Şiddet nedeniyle boşanma TMK(162/1) hükmünde hayata kast, pek kötü muamele, onur kırıcı davranış başlığı altında düzenlenmiştir. Pek tabii şiddete maruz kalan eş TMK(162/1) hükmünü esas alarak veya şiddet nedeniyle evlilik birliğinin tahammül edilemez bir hâl alması sebebiyle TMK(166/1) hükmü çerçevesinde genel boşanma nedenlerinden evlilik birliğinin temelinden sarsılması sebebine dayanarak da talepte bulunabilir. Şiddet kavramını dört kategori içerisinde inceleyecek olursak;

Fizyolojik Şiddeti eşlerin birbirlerinin vücut bütünlüğüne kast edecek bir şekilde güç kullanması şeklinde açıklayabiliriz. Günlük hayatta toplumumuzda üzücü olmakla birlikte özellikle kadına fizyolojik şiddet uygulanması durumu ile çok sık karşılaşılmaktadır. Bunun yanında nadir de olsa kadının erkeğe yönelik fizyolojik şiddet uygulaması ile karşılaşmak da mümkündür. Başlıca fizyolojik şiddet örnekleri olarak dövmek, yaralamak, ısırmak gibi vücut bütünlüğüne yönelik saldırılar ön plana çıkmaktadır.

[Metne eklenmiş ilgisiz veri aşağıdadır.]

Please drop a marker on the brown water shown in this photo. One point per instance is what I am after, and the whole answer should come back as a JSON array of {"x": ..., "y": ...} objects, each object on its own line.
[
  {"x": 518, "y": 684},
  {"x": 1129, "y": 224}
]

Psikolojik Şiddet, genel olarak tarafların manevi bütünlüğüne, çevresinde oluşturduğu itibarına yönelik yapılan saldırılar olarak ele alınabilir. Kişinin; eşine yönelik aşağılayıcı, hor görücü tavırlar sergileyip başkaları önünde onurunu kastî olarak zedelemesi, iftira gibi suçlamalarda bulunması dahi psikolojik şiddet temelli TMK(162/1) hükmü çerçevesinde pek kötü veya onur kırıcı davranış kategorisinde bir boşanma sebebidir.

Cinsel Şiddet, eşlerin karşılıklı olarak cinsel ihtiyaçlarının karşılanması, evlilik misyonu çerçevesinde evlilik akdinden doğan bir yükümlülüktür. Bunun yanı sıra eşler birbirlerine karşı bir sadakat yükümlülüğü borcu altındadır. Cinsel şiddet durumunda eşlerin istek dışı, cebren cinsel ilişki kurması veya tam aksine cinsel ilişkiden kasti olarak kaçınması gibi davranışların evlilik birliğini tahammül edilemez noktalara taşıyabilmesi mümkündür.

Duygusal Şiddet, eşlerin tamamıyla birbirlerine karşı olan özel hislerine binaen duygusal şiddet kavramı çeşitli hallerde kendini gösterebilmektedir. Eşe karşı ilgisiz davranmak, zor günlerinde kastî olarak eşe destek olmamak, bir birlik olan evlilik kurumunda eşi tek başına bırakmak, eşe sürekli onu sevmediğini belirtmek duygusal şiddet kapsamında değerlendirilebilir.

Eşlerin birbirlerine karşı hislerinin değişmesi pek tabii suç değildir ancak diğer eş tarafından sevgi, saygı temelli bir kurum olan evliliğin tek taraflı sevgi, saygı ile sürdürülebilmesi pek mümkün değildir. Velhasıl şiddete maruz kalan eş için evlilik birliği tahammül edilemez bir hâl alacaktır ve TMK 166/1 hükmü çerçevesinde evlilik birliğinin temelinden sarsılması nedeniyle boşanma talebinde bulunabilecektir.